Rare pathogenic variant burden in the XNDC1N gene and DM risk
For genome-wide gene-based rare variant burden analyses using pathogenic/likely pathogenic (P/LP) variants, we randomly split the SJLIFE EUR cohort a priori into discovery (N=1,550) and replication (N=1,552) datasets (see Methods). In the rare variant association analysis, we identified two genes with P/LP variant burden enrichment suggestively associated with DM in the SJLIFE EUR discovery sample (N=1,550; P<1.0×10-3): XNDC1N (XRCC1 N-terminal domain containing 1, N-terminal like; burden test P=8.5×10-4) and ZNF655 (zinc finger protein 655; burden test P=7.1×10-4) (Supplementary Table 11). In the separate replication analysis (N=1,552), only XNDC1N remained significantly associated (P=7.1×10-4). In the combined data, the association between DM risk and XNDC1N P/LP burden was genome-wide significant (Bonferroni-corrected P<0.05/679 genes=7.4×10-5). Carrying either of the two XNDC1N P/LP variants conferred 8.65 greater odds of DM risk (MAF=0.003, 95% CI: 3.02- 24.74; burden test P=8.1×10-6) (Table 4). Single variant analyses further revealed that both XNDC1N P/LP variants contribute to increased DM risk (Supplementary Table 12). For secondary validation, we compared XNDC1N rare pathogenic risk allele frequencies among healthy EUR adults in the Genome Aggregation Database (gnomAD) to SJLIFE EUR survivor controls and cases (Supplementary Table 13). Compared to healthy gnomAD controls, the odds of carrying XNDC1N risk alleles among SJLIFE EUR controls were similar. In contrast, the odds of carrying these risk alleles were significantly higher among survivors with DM compared to healthy gnomAD controls (rs200142185: OR=4.72, 95% CI: 1.33-13.94, P=8.8×10-3; rs771623613, OR=19.77, 95% CI: 2.26-236.43, P=3.2×10-3).

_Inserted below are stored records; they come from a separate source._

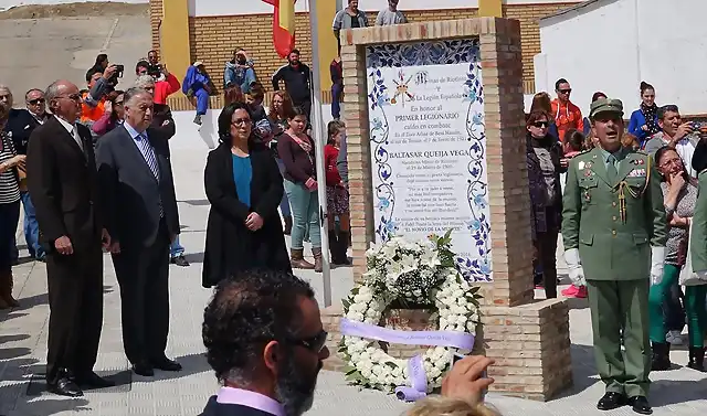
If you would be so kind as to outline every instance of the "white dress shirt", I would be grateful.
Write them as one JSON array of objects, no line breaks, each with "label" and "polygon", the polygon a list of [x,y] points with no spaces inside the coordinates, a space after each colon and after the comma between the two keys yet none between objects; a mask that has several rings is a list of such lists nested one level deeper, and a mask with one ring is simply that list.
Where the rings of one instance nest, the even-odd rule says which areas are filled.
[{"label": "white dress shirt", "polygon": [[[54,116],[56,117],[56,116]],[[59,120],[59,122],[62,124],[62,126],[64,126],[64,128],[66,129],[66,131],[68,131],[68,134],[74,138],[74,141],[76,141],[76,145],[78,145],[78,148],[83,151],[84,150],[84,142],[83,140],[81,140],[81,136],[78,136],[78,129],[76,128],[76,124],[71,124],[66,120],[64,120],[61,117],[56,117],[56,119]]]}]

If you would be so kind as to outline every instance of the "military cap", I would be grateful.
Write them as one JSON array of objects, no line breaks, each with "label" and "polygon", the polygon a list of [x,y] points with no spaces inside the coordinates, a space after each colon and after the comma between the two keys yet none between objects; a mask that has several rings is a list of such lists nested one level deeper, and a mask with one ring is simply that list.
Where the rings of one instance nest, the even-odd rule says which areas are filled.
[{"label": "military cap", "polygon": [[623,103],[621,103],[621,99],[599,98],[592,103],[589,118],[593,119],[600,113],[614,113],[623,117]]}]

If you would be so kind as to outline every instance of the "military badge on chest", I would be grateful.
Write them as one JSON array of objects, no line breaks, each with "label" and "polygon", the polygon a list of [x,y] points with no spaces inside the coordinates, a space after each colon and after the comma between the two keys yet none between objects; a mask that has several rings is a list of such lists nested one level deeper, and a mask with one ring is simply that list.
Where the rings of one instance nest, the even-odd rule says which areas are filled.
[{"label": "military badge on chest", "polygon": [[[581,173],[580,175],[580,181],[582,182],[591,182],[594,179],[594,171],[592,170],[592,162],[588,161],[580,161],[578,163],[578,169],[579,172]],[[589,204],[592,201],[592,193],[589,190],[589,188],[582,186],[584,188],[584,190],[582,191],[582,200],[584,201],[584,204]]]}]

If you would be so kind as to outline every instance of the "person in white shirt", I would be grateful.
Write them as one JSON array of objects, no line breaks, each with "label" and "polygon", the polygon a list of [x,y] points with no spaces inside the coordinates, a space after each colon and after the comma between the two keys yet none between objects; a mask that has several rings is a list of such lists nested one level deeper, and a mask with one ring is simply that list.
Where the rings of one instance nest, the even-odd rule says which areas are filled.
[{"label": "person in white shirt", "polygon": [[645,142],[644,151],[651,156],[662,147],[669,147],[677,151],[683,159],[685,168],[692,178],[697,178],[697,173],[693,169],[693,154],[695,146],[699,141],[693,125],[683,122],[680,111],[676,105],[671,104],[658,108],[658,126],[663,131],[656,132]]},{"label": "person in white shirt", "polygon": [[408,23],[408,18],[398,10],[399,0],[388,0],[388,8],[381,10],[376,18],[377,26],[390,26],[393,24]]}]

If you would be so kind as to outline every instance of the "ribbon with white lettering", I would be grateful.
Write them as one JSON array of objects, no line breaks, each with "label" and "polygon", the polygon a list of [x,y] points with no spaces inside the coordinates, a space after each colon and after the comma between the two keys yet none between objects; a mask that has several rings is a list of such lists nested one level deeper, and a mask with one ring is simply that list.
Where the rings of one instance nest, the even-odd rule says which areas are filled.
[{"label": "ribbon with white lettering", "polygon": [[[346,318],[341,319],[339,329],[344,335],[384,341],[393,344],[452,346],[462,350],[472,350],[474,348],[474,334],[466,332],[402,331],[351,321]],[[428,376],[421,355],[415,355],[408,361],[408,376],[411,387],[397,387],[395,396],[405,402],[414,402],[426,396]]]}]

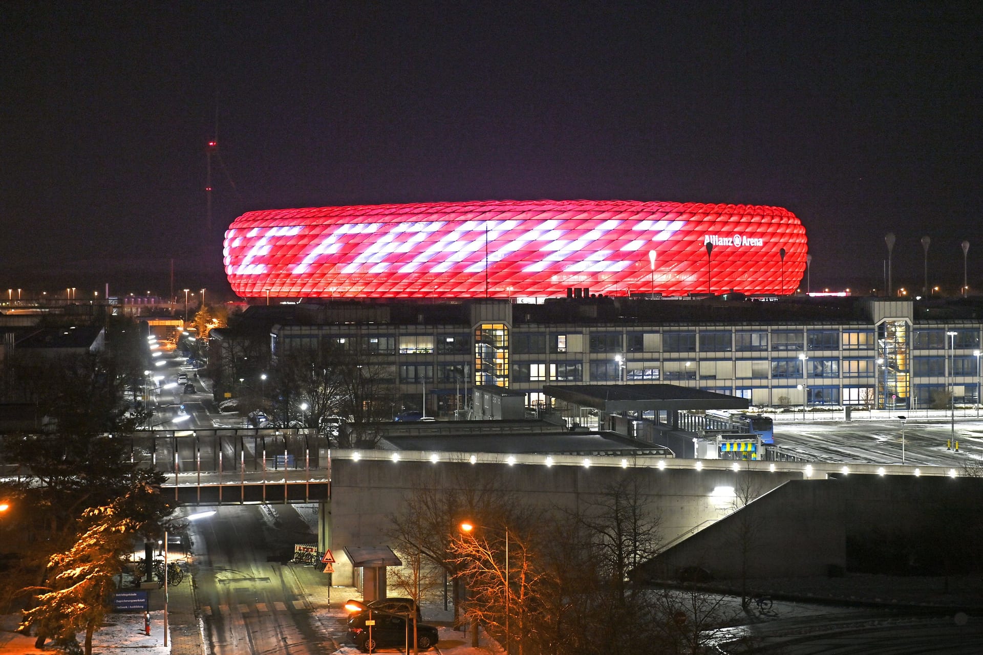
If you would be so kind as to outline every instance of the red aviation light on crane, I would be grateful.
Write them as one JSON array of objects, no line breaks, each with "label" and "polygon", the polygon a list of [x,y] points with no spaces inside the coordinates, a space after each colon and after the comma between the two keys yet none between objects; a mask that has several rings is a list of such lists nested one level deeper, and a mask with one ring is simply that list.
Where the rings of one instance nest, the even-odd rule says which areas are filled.
[{"label": "red aviation light on crane", "polygon": [[750,295],[794,293],[806,251],[781,207],[507,200],[253,211],[226,231],[224,265],[253,298]]}]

XNDC1N pathogenic/likely pathogenic rare variation enrichment association with diabetes mellitus risk among childhood cancer survivors in SJLIFE
In silico functional annotation of DM risk variants
Functional annotations for all novel DM risk variants are provided in Supplementary Tables 14 and 15. The DM risk allele at the 8q11.21 locus index variant (rs6993752) is associated with SNTG1-region hypermethylation in BIOS QTL19 and overlaps putative promoter and enhancer chromatin states in liver and pancreas epigenomes. Index variants at 2p25.3, 5p15.2, and 19p12, all with evidence of trans-ancestral DM risk effects, overlap regions annotated with a Polycomb-repressed chromatin state in pancreatic cells. The 5p15.2 index variant risk allele is associated with increased alternative FAM173B splicing20, while the 19p12 index variant risk allele is associated with decreased transcription of nearby zinc finger proteins (ZNF257, ZNF492) in multiple tissues20. The XNDC1N rare pathogenic alleles are protein-truncating variants, overlapping transcribed regions in fat, liver, and pancreas epigenomes.
DISCUSSION
Using a well-characterized cohort of long-term survivors of childhood cancer with clinically-ascertained DM status and WGS data, we identified five novel DM risk loci. Among these, we found that common risk variants at three loci, 5p15.2 (LINC02112), 2p25.3 (MYT1L), 19p12 (ZNF492), contributed to increased risk of DM in both EUR and AFR survivors treated with alkylating agents. In particular, AFR survivors with these DM risk alleles who were treated with alkylating agents experienceddisproportionately greater odds of DM compared to their EUR counterpart. We also confirmed a general population 338-variant T2D PRS developed from a multi-ancestry genetic meta-analysis11 was potentially useful to survivors of AFR ancestry. Interestingly, this multi-ancestry T2D PRS was also associated with strikingly consistent increases in DM odds among EUR and AFR survivors treated with alkylating agents, contributing to its potential clinical utility for DM risk assessment in both ancestry groups. This study provides a step forward towards informing precision diabetes surveillance and survivorship care for all childhood cancer survivors, including those in minority ancestry groups.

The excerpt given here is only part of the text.